I hated the way no one would really treat my illness. I hated the strange way my mother wanted to deal with it instead. I hated her logic. She was so complacent.
‘So how come all you did was cry when dad was sick?’ I asked. ‘Why did you let him die in so much pain?’
‘You think you’re the only one in pain?’ my mother howled back. ‘I hurt all over too! I’ve had all sorts of gynaecological problems. Eroded cervix, inflamed pelvis, obstructed fallopian tubes. None of it’s ever cleared up. I don’t go around shouting about that, do I? No one should ever expect to be completely well!’
I looked at her in astonishment. She was drowning in her own despair. I burst into floods of tears, crying like a helpless baby.
‘A girl shouldn’t let people think she’s too easy!’ my mother yelled.
‘Easy?’ So she was calling me a whore. I ran out of the house.
It was a moonless night. As I walked down the street a car alarm went off and the neighbours poked their heads out between the bars of their security grilles — frightened birds shut away in their luxurious cages. Every possession was guarded by alarms, defended by metal bars with reinforced, galvanised, stainless steel tubing, protected by lock after lock as if otherwise it would just fly away. A locksmith society. A society where prescription medicines had given way to quack remedies. A society where all our troubles would be solved by city-building, share-trading, property-holding, piano-playing, English classes, Peking opera classes, the internet economy and the virtual world. But it had nothing to do with me. I was a whore.

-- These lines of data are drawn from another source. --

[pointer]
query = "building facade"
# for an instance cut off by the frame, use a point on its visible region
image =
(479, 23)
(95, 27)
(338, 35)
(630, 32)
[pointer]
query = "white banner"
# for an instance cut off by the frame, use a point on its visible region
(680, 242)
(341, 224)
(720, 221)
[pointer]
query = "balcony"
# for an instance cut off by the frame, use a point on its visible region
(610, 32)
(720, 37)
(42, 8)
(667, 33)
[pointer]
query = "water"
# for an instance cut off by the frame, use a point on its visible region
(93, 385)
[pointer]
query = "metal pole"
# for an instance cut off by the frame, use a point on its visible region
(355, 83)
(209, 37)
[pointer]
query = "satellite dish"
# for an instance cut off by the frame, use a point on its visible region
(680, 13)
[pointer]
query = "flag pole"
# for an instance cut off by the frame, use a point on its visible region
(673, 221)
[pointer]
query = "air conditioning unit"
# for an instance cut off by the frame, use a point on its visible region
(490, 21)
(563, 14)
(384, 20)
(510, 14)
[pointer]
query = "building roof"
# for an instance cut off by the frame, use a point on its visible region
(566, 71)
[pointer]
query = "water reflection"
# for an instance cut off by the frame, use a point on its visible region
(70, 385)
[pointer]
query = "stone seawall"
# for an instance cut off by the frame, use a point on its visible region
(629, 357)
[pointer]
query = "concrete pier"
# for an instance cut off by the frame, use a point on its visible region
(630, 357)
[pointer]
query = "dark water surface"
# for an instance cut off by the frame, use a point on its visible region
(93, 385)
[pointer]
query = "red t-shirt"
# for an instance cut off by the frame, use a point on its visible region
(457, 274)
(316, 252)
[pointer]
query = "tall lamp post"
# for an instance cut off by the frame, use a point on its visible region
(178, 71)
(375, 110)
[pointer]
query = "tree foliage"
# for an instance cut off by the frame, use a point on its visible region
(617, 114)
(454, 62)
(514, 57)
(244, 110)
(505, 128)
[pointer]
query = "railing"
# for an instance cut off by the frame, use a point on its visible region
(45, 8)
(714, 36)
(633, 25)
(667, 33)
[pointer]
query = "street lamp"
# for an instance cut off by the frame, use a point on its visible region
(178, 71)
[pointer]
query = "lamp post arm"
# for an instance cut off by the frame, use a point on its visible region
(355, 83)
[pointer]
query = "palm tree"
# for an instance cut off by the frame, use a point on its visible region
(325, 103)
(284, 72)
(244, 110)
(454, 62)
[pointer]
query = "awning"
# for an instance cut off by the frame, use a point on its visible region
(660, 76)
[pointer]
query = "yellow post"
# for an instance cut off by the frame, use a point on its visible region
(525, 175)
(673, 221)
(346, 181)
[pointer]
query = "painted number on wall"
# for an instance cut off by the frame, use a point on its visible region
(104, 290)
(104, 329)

I went to the hospital accommodation block and knocked at his door. The assistant opened the door and I collapsed at his feet. He picked me up and panicked and pulled me inside.
‘I’m in pain!’ I cried.
‘Where?’
‘Everywhere!’
Of course, I wasn’t in any pain at all. I was just making it up.
Now I was pretending, I could see pain was nothing to fear. I was writing pain on to my body as if I was writing it on to a piece of paper. I struggled and yelled so skilfully that it was more convincing than the real thing.
‘Please! Stop screaming!’ he begged. ‘Someone’ll hear!’
He was starting to sweat. I carried on screaming.
‘I’m begging you! Stop screaming! I’ll go and get you some medicine.’
‘Medicine! It doesn’t do any good! I’ve had this all my life!’
‘OK … then I’ll tell your mother.’
‘Don’t you dare tell my mum. I’ll die right here in your room!’
He went pale.
‘So what do we do?’
‘Give me some pethidine!’
It was as if my father was talking. His stern, commanding tones rang out, pronouncing the name of that blessed, addictive drug that allowed people to live and die with dignity. The assistant grew paler still.
‘But that’s a controlled drug!’
‘Give me some pethidine!’
The three syllables landed like blows from a whip.
‘Stop saying that!’ He didn’t care if anyone thought he was up to no good with a woman in his room, so long as they didn’t hear us talking about pethidine.